Because many patients find CPAP uncomfortable and difficult, they tend not to use it for the duration of the entire night. However, while some patients’ daytime sleepiness may improve after 4 - 6 hours of CPAP use each night, maximum benefits in quality of life require at least 7.5 hours of nightly CPAP use. It appears that longer nightly duration of CPAP use is best for achieving normal daytime functioning.
Other Related Devices
Bilevel Positive Airway Pressure. Bilevel positive airway pressure (BPAP) systems may be particularly helpful for patients with coexisting lung disease and those with excessive levels of carbon dioxide. These devices have a sensing feature that helps determine and vary the appropriate pressure depending on whether a person is breathing in or out. Greater pressure is needed on inhalation and less on exhalation. These machines are more expensive than the CPAP and may not be covered by insurance.
In general, drugs have not been very beneficial except for specific situations.
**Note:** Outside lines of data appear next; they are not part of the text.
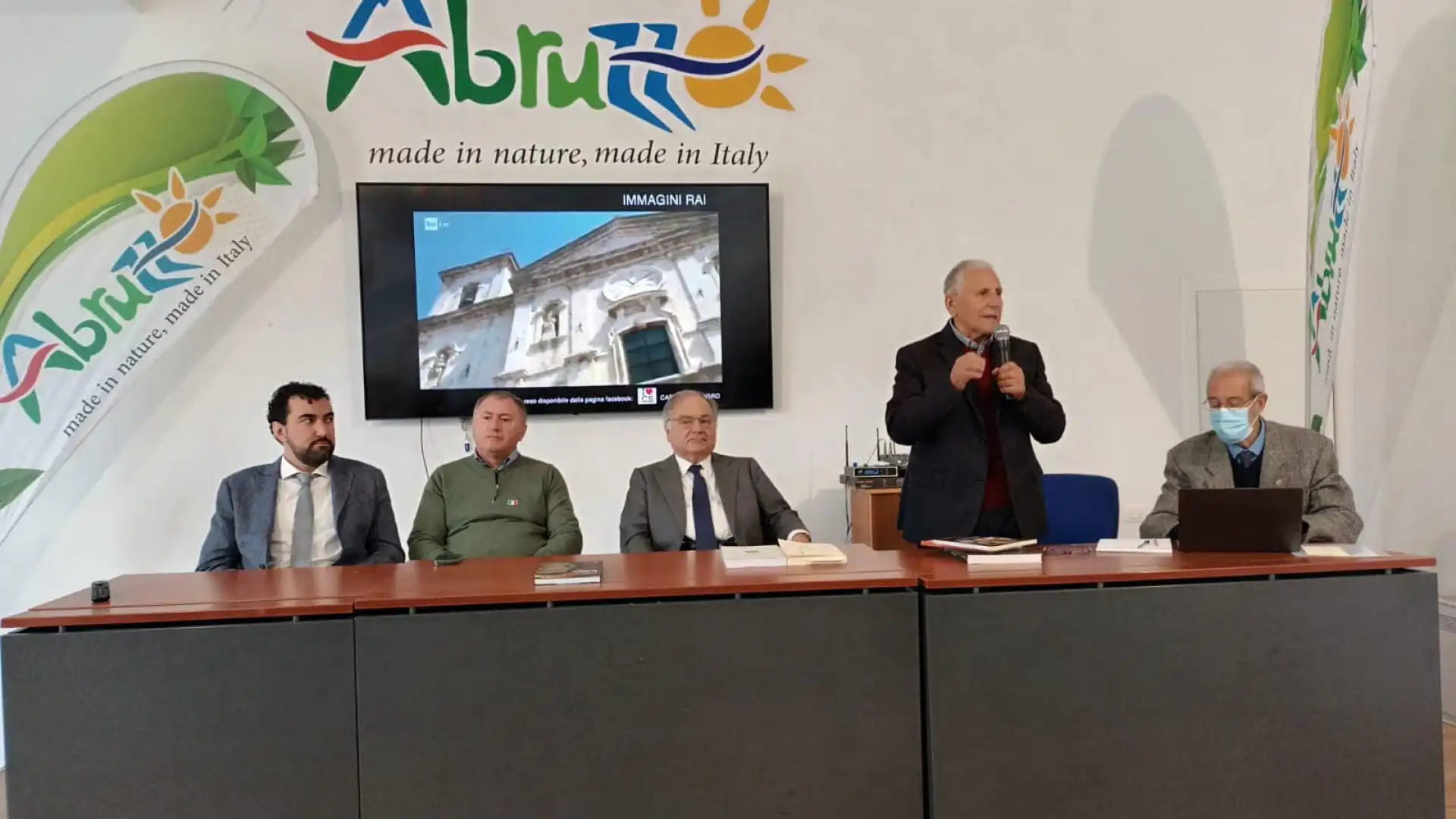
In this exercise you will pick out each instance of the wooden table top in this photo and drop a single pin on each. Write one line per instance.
(310, 592)
(938, 570)
(635, 576)
(287, 592)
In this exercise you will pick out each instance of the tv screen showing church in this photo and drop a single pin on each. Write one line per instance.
(538, 299)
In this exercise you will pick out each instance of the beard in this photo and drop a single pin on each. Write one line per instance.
(315, 455)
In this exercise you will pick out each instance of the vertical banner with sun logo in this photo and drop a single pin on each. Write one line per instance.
(1341, 112)
(118, 229)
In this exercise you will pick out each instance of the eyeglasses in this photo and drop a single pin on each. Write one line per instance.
(1231, 404)
(691, 422)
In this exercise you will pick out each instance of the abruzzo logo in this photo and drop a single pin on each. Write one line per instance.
(1341, 112)
(145, 268)
(117, 234)
(721, 66)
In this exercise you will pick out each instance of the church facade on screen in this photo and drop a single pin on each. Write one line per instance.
(637, 300)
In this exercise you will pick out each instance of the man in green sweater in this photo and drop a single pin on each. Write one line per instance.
(497, 502)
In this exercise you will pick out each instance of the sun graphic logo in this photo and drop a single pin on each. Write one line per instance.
(731, 44)
(187, 223)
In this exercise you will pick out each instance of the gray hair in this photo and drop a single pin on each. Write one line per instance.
(952, 280)
(1241, 366)
(672, 403)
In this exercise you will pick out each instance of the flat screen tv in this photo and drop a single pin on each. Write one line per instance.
(576, 297)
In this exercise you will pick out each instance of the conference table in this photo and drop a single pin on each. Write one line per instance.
(902, 684)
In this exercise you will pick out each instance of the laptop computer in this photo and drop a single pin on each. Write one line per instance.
(1269, 519)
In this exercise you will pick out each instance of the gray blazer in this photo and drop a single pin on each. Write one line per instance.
(1293, 457)
(655, 513)
(243, 521)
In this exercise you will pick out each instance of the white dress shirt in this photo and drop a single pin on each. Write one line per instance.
(327, 547)
(721, 526)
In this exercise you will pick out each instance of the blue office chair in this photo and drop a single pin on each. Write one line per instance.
(1081, 509)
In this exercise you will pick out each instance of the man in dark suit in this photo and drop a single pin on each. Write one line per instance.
(306, 509)
(970, 425)
(698, 499)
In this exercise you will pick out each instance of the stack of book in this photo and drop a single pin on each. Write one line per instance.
(788, 553)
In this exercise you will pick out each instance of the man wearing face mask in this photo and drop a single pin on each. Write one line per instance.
(1245, 450)
(310, 507)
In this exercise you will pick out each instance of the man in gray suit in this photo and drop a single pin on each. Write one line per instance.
(1247, 450)
(306, 509)
(698, 499)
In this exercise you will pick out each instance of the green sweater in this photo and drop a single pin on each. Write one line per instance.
(517, 510)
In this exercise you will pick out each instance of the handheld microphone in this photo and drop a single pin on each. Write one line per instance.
(1002, 337)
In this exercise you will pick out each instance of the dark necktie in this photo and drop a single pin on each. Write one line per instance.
(702, 512)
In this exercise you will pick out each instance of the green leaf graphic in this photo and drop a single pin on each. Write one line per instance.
(237, 95)
(254, 139)
(14, 483)
(277, 121)
(267, 172)
(126, 143)
(258, 104)
(280, 152)
(246, 174)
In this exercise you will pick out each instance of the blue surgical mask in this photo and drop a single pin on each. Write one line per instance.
(1232, 426)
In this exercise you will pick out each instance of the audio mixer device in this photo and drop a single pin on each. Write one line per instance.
(884, 471)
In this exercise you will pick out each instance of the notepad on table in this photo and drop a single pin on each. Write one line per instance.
(753, 557)
(1134, 547)
(811, 554)
(1337, 550)
(979, 545)
(1002, 560)
(568, 573)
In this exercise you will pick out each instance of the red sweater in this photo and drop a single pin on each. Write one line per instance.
(987, 400)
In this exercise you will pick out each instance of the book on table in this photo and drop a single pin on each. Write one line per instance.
(573, 573)
(979, 545)
(811, 554)
(753, 557)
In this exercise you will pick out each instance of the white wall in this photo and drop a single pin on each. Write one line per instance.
(1111, 158)
(1395, 407)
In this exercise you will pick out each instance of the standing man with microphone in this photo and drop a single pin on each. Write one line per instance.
(970, 422)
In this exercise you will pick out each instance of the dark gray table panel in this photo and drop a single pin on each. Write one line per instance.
(224, 722)
(1285, 700)
(805, 707)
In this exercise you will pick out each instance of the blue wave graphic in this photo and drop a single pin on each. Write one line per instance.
(689, 64)
(175, 240)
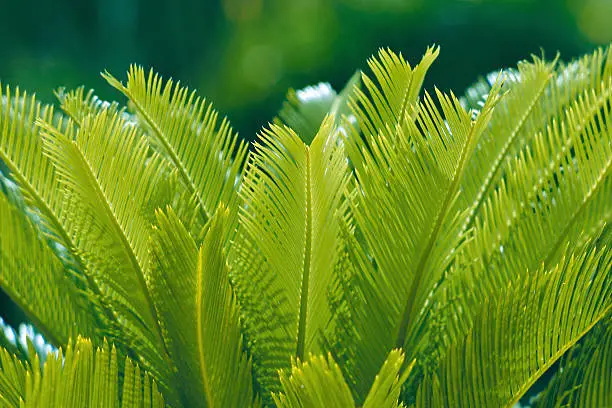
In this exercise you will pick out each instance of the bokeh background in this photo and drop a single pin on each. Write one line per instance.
(245, 54)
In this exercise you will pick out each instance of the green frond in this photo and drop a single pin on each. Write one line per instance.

Medications that treat accompanying disorders associated with sleep apnea may be helpful. The following drugs may be helpful for certain patients:
- Modafinil (Provigil), which is also used to treat narcolepsy, was approved by the FDA in 2004 as the first drug to treat the sleepiness associated with obstructive sleep apnea. However, modanifil is meant to be used in combination with -- not as a substitute for -- standard apnea treatments such as CPAP. Sleep doctors stress that patients who take modafinil should adhere to CPAP treatment as the drug treats only the symptom of sleepiness, not the underlying obstructive sleep apnea. [Modafinil can cause rare, but serious, side effects such as life-threatening rash. For more information on this drug and its side effects, see In-Depth Report #98: Narcolepsy.]
- Thyroid hormone may help sleep apnea in those with low thyroid (hypothyroidism).
Note on Sedatives. Sedatives, narcotics, antidepressants, and anti-anxiety drugs can actually worsen the breathing disturbances and arousal conditions that occur with sleep apnea. These substances cause the soft tissues in the throat to sag and diminish the body's ability to inhale. Apnea sufferers should never use sleeping pills or tranquilizers. Apnea patients undergoing surgery should be sure that their surgeons, anesthesiologists, and other doctors are aware of their sleeping disorder in considering sedatives, anesthetics, and medications taken to relieve pain due to surgery.